Oscar- winning actress Rachel Weisz plays Lipstadt. Weisz depicts Lipstadt as a strong person who begins to struggle especially when the trial continues over several weeks. Oscar-nominated Tom Wilkinson plays Richard Rampton, Lipstadt’s British Attorney. Among the gifted cast, the stand-out performance is from Timothy Spall as Irving. There is no more vicious villain in any film this year. Of course, it would take a lot to find a character more evil than one who denies that Holocaust ever happened. Spall really deserves an Oscar nomination.
Beyond the performances, there are many other strengths in this film. I often complain about screenplays not explaining what is happening on screen. There is a lot of legal jargon in this film, but I always felt like I understood at least most of their conversations. Occasionally, some things are kept hidden for dramatic effect, but overall, the filmmakers and the screenplay do an excellent job of making all things clear.
I also appreciate that the film includes the reality that there are still people in Britain and sadly in our country as well, who celebrate the atrocities Hitler and the Nazis participated in. The trial presented on screen actually occurred in 2000, but I doubt much has changed in fifteen years. Hate still exists, and that is one of the most powerful truths of the film.

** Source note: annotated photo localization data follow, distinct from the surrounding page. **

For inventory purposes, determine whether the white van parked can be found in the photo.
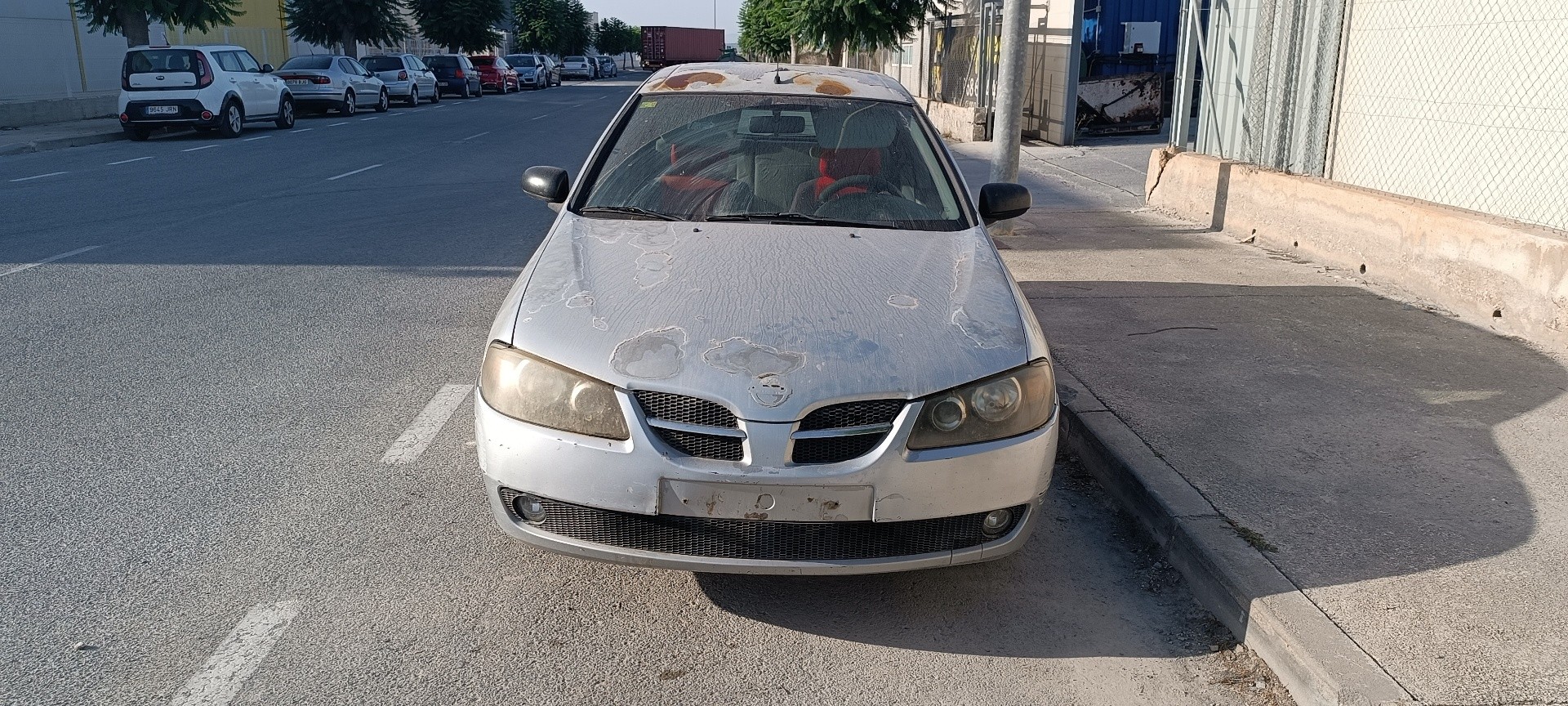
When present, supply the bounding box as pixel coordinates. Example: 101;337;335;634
119;44;295;140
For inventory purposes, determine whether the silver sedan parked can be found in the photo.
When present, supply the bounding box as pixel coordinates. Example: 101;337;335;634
273;53;392;114
359;53;441;105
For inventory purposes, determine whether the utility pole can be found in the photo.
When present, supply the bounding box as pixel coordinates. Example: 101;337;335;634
991;0;1029;235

There are many powerful scenes in the film that stand out. The trip to Auschwitz-Birkenau concentration camp is an emotional event in the film, but I found other moments that created even stronger passions. There is a moment when Lipstadt discovers just how good her lawyer is, which is priceless. If you have ever needed to trust a lawyer, you understand the power of the moment when you realize that you can securely place your case in his hands. That moment in this film is very authentic. There are others, many other strong moments, but that one stands out.
I often write that the best films are about ideas. When I compile my list of the best films of 2016, “Denial” will be on the list. It has strong performances. The story is both frustrating, because of the actions of people filled with hate, and fascinating because the British court system is so different than our own. The film is also outstanding because the screenplay allows for novices to keep up. Then finally, there is one perfect line of dialogue that comes late in the film but sums everything up in a perfect way. It is my favorite line from a 2016 film thus far: “Not all opinions are equal.” What a simple profound truth.
In a world where hate is still often organized, for some persons prejudice is justified, and there are even those who lie and deny, let us not forget, “Not all opinions are equal.”